About the Job: In full growth, particularly internationally, we are looking for new collaborators to join our fabulous team! A young but experienced, dynamic and complementary team: a resolutely start-up spirit! Real job and career opportunities A friendly atmosphere and a climate of trust that promotes autonomy and challenge!”
Responsibilities:
- Responsible for the capture of massive data on the web and mobile terminals, and the design of architectures such as extraction, deduplication, classification, clustering, and filtering;
- Responsible for the design and development of distributed web crawlers, able to independently solve various problems encountered in the actual development process;
- Responsible for the research and development of web page information extraction technology algorithms to improve the efficiency and quality of data capture;
- Responsible for the analysis and warehousing of crawled data, monitoring of the crawler system and abnormal alarms;
- Responsible for designing and developing data collection strategies and anti-shielding rules to improve the efficiency and quality of data collection;
- Responsible for the design and development of core algorithms according to the system data processing flow and business function requirements;
Qualifications:
- Proficient in Python language, familiar with one or more of the commonly used crawler frameworks, such as Scrapy framework or other Web scraping frameworks, with independent development experience.

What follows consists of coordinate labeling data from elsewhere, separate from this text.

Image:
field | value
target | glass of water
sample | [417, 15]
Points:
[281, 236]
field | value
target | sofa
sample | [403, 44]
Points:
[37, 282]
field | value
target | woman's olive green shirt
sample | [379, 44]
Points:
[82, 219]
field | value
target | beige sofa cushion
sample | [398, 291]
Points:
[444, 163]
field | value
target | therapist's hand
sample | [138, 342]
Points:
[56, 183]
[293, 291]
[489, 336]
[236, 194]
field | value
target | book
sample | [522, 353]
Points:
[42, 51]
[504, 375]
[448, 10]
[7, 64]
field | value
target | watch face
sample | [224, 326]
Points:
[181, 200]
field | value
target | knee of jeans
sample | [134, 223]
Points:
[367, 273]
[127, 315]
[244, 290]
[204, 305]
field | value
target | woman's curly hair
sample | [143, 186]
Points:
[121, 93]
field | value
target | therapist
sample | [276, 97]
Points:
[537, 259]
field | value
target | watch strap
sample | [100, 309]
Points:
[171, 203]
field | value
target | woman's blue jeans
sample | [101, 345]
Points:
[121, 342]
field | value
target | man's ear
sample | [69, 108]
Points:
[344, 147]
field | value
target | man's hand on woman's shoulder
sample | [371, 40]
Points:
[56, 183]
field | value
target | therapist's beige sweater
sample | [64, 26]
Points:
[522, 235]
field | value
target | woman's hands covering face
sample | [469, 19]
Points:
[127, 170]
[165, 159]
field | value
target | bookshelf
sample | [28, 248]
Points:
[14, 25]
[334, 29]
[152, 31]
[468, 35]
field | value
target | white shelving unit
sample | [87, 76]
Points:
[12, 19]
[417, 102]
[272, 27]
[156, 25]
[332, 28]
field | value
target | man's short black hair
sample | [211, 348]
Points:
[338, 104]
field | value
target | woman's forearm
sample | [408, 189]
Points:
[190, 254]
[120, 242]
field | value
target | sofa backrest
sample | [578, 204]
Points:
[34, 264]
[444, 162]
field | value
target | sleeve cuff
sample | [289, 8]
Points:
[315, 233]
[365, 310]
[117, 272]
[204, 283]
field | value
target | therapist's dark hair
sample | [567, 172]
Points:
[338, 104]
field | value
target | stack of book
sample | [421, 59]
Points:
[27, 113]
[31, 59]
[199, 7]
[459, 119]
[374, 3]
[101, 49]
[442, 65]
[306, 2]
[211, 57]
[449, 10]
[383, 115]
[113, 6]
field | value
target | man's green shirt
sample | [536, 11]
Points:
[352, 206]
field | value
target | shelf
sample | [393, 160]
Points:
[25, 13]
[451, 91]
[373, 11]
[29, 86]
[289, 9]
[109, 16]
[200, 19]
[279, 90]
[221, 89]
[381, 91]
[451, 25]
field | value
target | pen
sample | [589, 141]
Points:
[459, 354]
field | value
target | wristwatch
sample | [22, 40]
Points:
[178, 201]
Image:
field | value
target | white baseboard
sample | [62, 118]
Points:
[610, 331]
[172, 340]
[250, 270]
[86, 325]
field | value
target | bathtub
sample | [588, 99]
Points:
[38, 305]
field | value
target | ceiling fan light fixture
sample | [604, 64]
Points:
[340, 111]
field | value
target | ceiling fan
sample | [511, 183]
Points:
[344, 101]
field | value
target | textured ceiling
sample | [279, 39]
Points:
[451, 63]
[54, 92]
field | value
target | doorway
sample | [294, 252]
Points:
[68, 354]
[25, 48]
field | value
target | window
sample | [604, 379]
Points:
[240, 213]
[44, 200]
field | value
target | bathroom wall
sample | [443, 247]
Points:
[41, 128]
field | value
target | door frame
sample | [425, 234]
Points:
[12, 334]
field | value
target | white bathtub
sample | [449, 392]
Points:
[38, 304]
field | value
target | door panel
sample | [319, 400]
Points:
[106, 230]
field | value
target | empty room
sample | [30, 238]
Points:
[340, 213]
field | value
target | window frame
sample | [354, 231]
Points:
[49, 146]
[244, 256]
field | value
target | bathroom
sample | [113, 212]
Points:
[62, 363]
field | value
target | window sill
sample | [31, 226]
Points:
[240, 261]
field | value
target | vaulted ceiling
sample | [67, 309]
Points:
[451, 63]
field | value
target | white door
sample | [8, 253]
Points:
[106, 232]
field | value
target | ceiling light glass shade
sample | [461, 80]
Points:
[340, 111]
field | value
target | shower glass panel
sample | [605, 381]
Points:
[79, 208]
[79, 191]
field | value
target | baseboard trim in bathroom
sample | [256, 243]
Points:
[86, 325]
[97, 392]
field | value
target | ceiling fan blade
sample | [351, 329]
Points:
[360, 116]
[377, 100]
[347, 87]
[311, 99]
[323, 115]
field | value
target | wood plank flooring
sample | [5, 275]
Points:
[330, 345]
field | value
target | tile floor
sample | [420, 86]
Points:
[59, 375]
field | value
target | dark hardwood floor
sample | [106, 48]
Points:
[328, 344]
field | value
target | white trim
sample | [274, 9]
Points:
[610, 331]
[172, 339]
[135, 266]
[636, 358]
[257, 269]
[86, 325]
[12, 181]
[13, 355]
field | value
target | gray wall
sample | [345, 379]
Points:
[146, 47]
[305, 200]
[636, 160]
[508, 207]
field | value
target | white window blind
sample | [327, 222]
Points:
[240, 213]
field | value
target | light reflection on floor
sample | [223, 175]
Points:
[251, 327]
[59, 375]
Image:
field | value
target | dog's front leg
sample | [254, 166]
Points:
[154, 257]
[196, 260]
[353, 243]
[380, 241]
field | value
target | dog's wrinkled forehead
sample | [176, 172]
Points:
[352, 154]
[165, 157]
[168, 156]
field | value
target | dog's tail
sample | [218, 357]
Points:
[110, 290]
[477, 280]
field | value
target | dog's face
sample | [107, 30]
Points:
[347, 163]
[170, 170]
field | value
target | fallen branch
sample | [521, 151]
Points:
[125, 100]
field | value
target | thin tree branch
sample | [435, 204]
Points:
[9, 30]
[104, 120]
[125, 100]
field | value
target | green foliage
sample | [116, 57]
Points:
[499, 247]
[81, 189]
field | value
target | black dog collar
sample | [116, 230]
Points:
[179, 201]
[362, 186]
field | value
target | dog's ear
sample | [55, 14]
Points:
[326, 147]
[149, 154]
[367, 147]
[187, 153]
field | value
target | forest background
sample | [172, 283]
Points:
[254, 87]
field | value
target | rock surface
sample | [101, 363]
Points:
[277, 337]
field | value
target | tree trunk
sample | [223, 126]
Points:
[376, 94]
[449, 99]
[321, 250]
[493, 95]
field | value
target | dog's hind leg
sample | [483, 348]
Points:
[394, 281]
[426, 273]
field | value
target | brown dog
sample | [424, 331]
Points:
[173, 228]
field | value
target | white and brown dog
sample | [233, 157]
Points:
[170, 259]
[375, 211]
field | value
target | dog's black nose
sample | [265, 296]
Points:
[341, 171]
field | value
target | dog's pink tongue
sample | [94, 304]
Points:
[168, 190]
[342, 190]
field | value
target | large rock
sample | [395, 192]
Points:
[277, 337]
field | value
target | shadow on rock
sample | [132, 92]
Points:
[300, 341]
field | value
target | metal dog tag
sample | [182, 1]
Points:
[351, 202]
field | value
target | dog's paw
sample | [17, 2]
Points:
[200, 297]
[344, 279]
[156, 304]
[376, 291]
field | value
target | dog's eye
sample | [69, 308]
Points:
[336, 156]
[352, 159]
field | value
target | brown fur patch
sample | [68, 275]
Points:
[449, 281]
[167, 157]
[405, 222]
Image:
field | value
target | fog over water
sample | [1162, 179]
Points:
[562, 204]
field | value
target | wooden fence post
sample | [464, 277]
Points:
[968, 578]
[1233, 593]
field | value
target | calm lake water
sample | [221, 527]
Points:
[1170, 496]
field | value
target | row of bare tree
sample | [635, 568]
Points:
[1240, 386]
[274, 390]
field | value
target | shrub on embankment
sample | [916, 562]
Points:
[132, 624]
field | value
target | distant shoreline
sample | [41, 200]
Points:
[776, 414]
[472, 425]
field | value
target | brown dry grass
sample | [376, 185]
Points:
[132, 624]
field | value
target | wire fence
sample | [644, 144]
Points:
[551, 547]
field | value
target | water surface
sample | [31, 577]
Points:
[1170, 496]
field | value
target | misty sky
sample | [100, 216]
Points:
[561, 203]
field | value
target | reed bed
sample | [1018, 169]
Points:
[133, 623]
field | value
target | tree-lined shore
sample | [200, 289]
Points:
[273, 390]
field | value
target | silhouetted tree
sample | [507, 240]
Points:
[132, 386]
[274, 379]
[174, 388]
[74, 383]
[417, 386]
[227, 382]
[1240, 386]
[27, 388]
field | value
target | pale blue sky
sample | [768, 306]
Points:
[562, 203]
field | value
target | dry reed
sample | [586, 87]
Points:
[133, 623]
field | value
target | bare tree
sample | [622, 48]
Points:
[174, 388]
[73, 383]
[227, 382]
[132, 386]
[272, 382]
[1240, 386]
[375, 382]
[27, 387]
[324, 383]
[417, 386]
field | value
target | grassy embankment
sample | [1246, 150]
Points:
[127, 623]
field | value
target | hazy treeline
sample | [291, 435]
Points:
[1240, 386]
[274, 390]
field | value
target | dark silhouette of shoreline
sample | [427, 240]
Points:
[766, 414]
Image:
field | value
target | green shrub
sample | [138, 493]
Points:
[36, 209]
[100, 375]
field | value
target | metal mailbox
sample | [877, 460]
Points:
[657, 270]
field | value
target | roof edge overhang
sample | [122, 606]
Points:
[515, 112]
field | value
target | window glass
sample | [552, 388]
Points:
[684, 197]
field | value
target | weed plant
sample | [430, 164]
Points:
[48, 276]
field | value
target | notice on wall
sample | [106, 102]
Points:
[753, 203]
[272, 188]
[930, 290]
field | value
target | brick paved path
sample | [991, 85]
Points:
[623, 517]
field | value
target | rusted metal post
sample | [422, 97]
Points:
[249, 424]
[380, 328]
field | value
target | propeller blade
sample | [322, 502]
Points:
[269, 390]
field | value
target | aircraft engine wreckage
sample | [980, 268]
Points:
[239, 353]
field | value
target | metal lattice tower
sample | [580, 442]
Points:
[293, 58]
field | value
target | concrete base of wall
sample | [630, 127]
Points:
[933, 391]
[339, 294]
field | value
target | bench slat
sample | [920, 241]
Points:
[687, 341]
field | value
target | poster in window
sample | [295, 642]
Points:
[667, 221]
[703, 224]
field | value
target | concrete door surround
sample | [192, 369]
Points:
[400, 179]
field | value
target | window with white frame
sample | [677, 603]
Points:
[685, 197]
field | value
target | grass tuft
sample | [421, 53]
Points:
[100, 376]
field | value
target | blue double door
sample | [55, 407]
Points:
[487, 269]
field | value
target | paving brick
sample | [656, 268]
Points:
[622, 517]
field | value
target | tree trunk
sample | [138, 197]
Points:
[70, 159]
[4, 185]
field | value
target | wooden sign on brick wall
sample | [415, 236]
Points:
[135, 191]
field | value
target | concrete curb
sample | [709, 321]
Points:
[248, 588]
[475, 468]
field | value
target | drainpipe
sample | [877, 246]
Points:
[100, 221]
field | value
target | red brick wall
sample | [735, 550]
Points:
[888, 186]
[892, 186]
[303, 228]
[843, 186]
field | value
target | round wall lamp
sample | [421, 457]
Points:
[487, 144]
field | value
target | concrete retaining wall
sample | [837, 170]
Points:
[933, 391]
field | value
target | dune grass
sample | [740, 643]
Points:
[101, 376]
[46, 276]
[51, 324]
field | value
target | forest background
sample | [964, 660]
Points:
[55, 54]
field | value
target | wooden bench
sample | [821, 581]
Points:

- Have 1+ years of experience
- Familiar with vertical search crawlers and distributed web crawlers, deeply understand the principles of web crawlers, have rich experience in data crawling, parsing, cleaning, and storage related projects, and master anti-crawler technology and breakthrough solutions.
- Master the basic operation of linux,
- Experience in distributed crawler architecture design, IP farms and proxy is preferred.
- A solid foundation in data structure and algorithms is preferred.
- Familiar with common data storage and various data processing technologies are preferred.
- Familiar with commonly used frameworks such as ssh, multi-threading, network communication programming related knowledge.
- Familiar with at least one RDBMS and non-structure DB technologies.
- Hands-on experience for crawling any eCommerce platform is a big plus.